Eine wundersame Nacht
von Sławomir Mrożek bei thater bodi end sole
Wir sind,
aber wir existieren nicht
Besuche bei theater bodi end sole in Hallein sind immer wieder
vergnüglich, auch da man nie weiß, woran man sein wird, wenn man das
winzige Theater im Innenhof der ehemaligen Zigarrenfabrik in der
Halleiner Davisstraße betritt.
Diesmal liegt die Szenerie (Entwurf Peter Rieder, Ausführung Anna
Russegger) beim Einlass offen da und wartet: Ein Hotelzimmer mit zwei
Einzelbetten, weiß lackiert, ein wenig schäbig. Stehlampe, Wandlampe mit
Botticelli-Venus, narbenverglastes Fenster, Wandspiegel, weiß lackierte
Türen, abgenutzt, Musik aus der Jukebox der Gaststätte im Erdgeschoß.

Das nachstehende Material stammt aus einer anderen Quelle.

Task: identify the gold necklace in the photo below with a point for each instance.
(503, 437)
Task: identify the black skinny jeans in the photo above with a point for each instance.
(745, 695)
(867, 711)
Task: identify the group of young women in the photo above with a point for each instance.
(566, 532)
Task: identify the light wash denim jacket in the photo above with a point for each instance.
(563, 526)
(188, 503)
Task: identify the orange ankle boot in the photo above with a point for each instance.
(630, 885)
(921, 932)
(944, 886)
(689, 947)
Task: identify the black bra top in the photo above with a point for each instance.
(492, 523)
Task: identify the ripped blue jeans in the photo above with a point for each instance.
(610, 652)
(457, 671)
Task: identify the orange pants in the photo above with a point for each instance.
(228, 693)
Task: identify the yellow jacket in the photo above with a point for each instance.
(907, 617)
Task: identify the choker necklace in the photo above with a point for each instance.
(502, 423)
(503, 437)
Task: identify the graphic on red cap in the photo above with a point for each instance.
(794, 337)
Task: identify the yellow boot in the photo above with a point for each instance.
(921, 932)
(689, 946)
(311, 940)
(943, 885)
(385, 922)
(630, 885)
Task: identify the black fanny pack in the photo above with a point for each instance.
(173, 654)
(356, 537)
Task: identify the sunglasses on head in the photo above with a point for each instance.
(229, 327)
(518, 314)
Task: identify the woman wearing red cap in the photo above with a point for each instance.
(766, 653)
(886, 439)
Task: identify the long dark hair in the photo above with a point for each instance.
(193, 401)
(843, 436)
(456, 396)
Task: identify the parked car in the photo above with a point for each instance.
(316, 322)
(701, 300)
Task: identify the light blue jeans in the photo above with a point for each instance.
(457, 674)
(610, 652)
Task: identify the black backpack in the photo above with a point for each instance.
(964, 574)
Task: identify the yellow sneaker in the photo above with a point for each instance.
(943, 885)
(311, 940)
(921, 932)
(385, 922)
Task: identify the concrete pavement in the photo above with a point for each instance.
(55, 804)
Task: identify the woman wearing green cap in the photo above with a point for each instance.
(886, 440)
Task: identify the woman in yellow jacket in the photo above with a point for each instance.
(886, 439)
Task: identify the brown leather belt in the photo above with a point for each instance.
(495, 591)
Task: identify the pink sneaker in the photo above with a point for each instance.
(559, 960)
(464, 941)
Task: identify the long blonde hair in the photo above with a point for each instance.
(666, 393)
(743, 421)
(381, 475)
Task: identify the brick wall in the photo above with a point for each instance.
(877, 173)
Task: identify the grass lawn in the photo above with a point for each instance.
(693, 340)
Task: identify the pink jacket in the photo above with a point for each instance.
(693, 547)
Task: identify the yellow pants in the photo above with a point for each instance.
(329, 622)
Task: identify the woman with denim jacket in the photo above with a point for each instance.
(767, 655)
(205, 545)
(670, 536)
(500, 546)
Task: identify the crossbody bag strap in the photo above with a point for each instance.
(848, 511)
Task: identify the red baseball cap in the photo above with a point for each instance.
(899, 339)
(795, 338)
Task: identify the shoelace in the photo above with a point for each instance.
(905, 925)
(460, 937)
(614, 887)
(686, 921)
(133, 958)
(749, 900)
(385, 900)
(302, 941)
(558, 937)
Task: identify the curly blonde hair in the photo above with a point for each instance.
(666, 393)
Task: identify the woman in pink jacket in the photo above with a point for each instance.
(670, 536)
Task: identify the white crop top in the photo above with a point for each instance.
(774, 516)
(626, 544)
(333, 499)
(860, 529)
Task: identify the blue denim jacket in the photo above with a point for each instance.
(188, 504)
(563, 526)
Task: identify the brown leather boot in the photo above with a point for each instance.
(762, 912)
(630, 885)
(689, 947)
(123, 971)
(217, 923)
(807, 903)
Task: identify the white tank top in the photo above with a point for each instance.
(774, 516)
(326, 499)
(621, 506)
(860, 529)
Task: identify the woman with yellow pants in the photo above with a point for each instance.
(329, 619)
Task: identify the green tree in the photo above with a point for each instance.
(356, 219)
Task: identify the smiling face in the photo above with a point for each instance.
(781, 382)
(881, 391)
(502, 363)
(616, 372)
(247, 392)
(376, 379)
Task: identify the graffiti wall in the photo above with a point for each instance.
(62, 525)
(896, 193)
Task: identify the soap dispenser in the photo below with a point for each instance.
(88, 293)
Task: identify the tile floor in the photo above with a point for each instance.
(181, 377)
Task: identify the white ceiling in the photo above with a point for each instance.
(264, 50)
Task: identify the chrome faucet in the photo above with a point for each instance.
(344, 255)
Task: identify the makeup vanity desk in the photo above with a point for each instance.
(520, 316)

Etwas später werden Züge den Schlaf der Hotelgäste durchschneiden.
Zwei Reisende – Handelsreisende? – der Herr Kollege
und der werte Herr Kollege, nie erfährt der Zuschauer, was sie denn
vertreten untertags, schließen die Tür auf. Nach Ihnen. Aber ich bitte
Sie, nach Ihnen. Schon der Auftritt der beiden ungleichen Gefährten –
dargestellt durch Hermann Krüttner und Martin Klocke – ist ein Genuss:
präzise in ihren Bewegungen gezeichnet und charakterlich kenntlich
gemacht erkunden sie ihr Refugium für eine Nacht. Da stimmen Blick,
Schritt, Haltung, Bücken, Strecken, Zuwenden, Abwenden, Kontakt und
Vermeidung.
Sie werden das Zimmer für diese Nacht teilen. Nach
und nach versteht man, dass sie wohl schon länger zusammen reisen, dass
da Machtkampf versteckt geführt wird, bekommt Einblick in Rituale der
gegenseitigen Demütigung. Zuvorkommende Höflichkeit verdeckt Bosheit und
Sadismus, und diese Decke ist dünn.
Schön der Einbruch des Irrealen in die in ihrer
platten Alltäglichkeit so handfest erscheinende Welt: Andrea Krüttner
als fremde Frau – sichtbar zuerst nur im Spiegel – gibt eine
Erscheinung, die trotz aller sinnlichen Präsenz schwebt, changierend
zwischen Entrücktheit und höchst konkreter Gegenwärtigkeit, ihre
Anziehungskraft auf die Männer un-heimlich im eigentlichen Wortsinne.
Sławomil Mrożek erzählt die Geschichte zweier
klischeehafter Figuren, konträrer Typen, die Erwartbares tun, bis das
Unerwartete eintritt: dass der biedere Familienvater, der sein
Vaterunserchen vorm Schlafengehen abspult, den geilen Bock nur
übertüncht hat, darf von Beginn an vermutet werden. Dass Mrożeks
Sympathien dessen Gegenspieler, der seinen Hedonismus fast unschuldig
weil offen lebt, gelten, ist nicht zu übersehen. Das ist die Oberfläche.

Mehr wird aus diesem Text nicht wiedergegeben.